SiGe Receiver Serves 122-GHz ISM Band

Nov. 9, 2010
Low-cost silicon-germanium (SiGe) transceivers in the 122-GHz range are on track to eventually serve sensor, imaging, and communications applications. For example, a group of researchers has presented the iterative design of an integrated ...

Low-cost silicon-germanium (SiGe) transceivers in the 122-GHz range are on track to eventually serve sensor, imaging, and communications applications. For example, a group of researchers has presented the iterative design of an integrated subharmonic receiver from 120 to 127 GHz. It comprises a single-ended low-noise amplifier (LNA), a 60-GHz push-push voltage-controlled oscillator (VCO) with 1/32 divider, polyphase filter, and subharmonic mixer. The receiver, which is fabricated in silicon-germanium:carbide (SiGe:C) BiCMOS technology, delivers a cutoff frequency (fT) of 255 GHz and maximum frequency of oscillator (fMAX) of 315 GHz. The researchers behind this project are IHP GmbH's Klaus Schmalz, Johannes Borngrber, Bernd Heinemann, and J. Christoph Scheytt together with Silicon Radar GmbH's Wolfgang Winkler and Wojciech Debski.

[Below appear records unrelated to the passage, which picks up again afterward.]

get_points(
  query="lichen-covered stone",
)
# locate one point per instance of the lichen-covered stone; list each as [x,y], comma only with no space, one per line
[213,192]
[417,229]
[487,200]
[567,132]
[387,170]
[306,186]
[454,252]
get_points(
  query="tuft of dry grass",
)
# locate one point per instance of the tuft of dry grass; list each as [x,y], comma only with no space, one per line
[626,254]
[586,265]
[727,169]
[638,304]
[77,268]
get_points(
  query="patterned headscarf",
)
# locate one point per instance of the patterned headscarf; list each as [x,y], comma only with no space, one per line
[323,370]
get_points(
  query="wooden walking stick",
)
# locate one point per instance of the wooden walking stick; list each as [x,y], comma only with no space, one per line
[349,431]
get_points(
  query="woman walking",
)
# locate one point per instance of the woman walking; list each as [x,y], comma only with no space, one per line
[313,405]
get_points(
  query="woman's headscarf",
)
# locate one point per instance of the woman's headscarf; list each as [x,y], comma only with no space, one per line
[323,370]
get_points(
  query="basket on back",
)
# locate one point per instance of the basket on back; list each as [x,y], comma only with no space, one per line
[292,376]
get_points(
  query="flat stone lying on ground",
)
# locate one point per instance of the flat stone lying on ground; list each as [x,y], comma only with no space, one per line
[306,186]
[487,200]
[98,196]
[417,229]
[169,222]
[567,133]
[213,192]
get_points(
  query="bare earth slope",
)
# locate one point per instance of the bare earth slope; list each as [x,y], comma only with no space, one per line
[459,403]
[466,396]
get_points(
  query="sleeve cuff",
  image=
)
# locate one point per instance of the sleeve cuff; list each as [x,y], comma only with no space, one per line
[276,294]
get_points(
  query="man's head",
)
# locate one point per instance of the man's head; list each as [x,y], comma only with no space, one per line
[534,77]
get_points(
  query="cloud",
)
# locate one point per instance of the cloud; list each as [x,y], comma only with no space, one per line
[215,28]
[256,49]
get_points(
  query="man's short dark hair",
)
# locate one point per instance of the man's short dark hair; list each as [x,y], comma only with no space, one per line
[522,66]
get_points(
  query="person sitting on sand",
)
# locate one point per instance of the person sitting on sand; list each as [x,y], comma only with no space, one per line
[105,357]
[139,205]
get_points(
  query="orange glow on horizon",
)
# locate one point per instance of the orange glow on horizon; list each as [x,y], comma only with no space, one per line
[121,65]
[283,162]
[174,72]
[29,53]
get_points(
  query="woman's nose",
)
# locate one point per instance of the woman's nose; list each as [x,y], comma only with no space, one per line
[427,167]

In their first design, the receiver's differential downconversion gain is 25 dB at 127 GHz with 11 dB noise. The 3-dB bandwidth spans 125 to 129 GHz. The receiver provides an input 1-dB compression point of -40 dBm. It draws 139 mA from a supply voltage of +3.3 VDC. In a subsequent design, the receiver provided 31 dB differential gain and 11 dB noise at 122 GHz. The 3-dB bandwidth covered 121 to 124 GHz. Thanks to integrated bandpass filtering, the receiver boasts a noise figure of 8 dB for the 3-GHz intermediate frequency.

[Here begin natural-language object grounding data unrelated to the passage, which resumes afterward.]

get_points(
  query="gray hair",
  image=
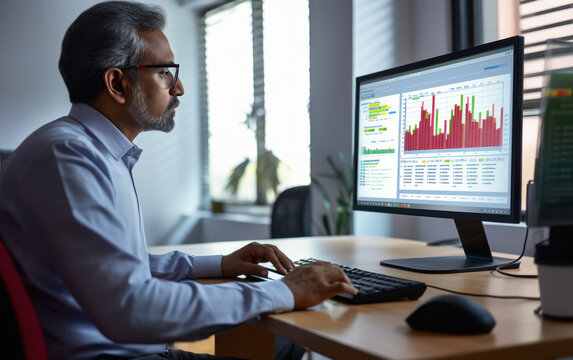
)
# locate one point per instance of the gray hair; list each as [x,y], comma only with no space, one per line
[105,36]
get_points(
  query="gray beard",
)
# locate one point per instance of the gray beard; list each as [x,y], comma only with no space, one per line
[140,112]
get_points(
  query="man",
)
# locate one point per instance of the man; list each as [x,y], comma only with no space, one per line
[70,216]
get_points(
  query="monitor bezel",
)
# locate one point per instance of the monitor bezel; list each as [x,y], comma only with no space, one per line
[517,43]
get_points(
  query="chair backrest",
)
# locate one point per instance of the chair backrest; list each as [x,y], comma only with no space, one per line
[24,327]
[291,215]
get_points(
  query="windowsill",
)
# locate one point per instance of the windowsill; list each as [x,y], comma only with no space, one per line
[241,208]
[247,215]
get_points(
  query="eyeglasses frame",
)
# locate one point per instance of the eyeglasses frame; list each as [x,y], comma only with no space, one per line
[156,66]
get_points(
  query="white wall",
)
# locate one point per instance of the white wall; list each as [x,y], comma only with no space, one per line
[330,88]
[33,94]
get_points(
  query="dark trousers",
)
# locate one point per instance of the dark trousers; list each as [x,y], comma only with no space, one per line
[284,350]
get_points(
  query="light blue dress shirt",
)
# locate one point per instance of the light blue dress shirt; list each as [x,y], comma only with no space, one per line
[70,216]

The team used transformer coupling between the LNA and the subharmonic mixer in the 122- GHz receiver together with parasitic coupling effects. As an alternative solution, they also optimized the LNA. In doing so, they obtained RF bandpass-filtering characteristics by the LNA itself. After evaluating receiver and subcircuit chips, they found that the highest conversion gain for the receiver was obtained around 127 GHz. See "A Subharmonic Receiver in SiGe Technology for 122 GHz Sensor Applications," IEEE Journal Of Solid-State Circuits, September 2010, p. 1644.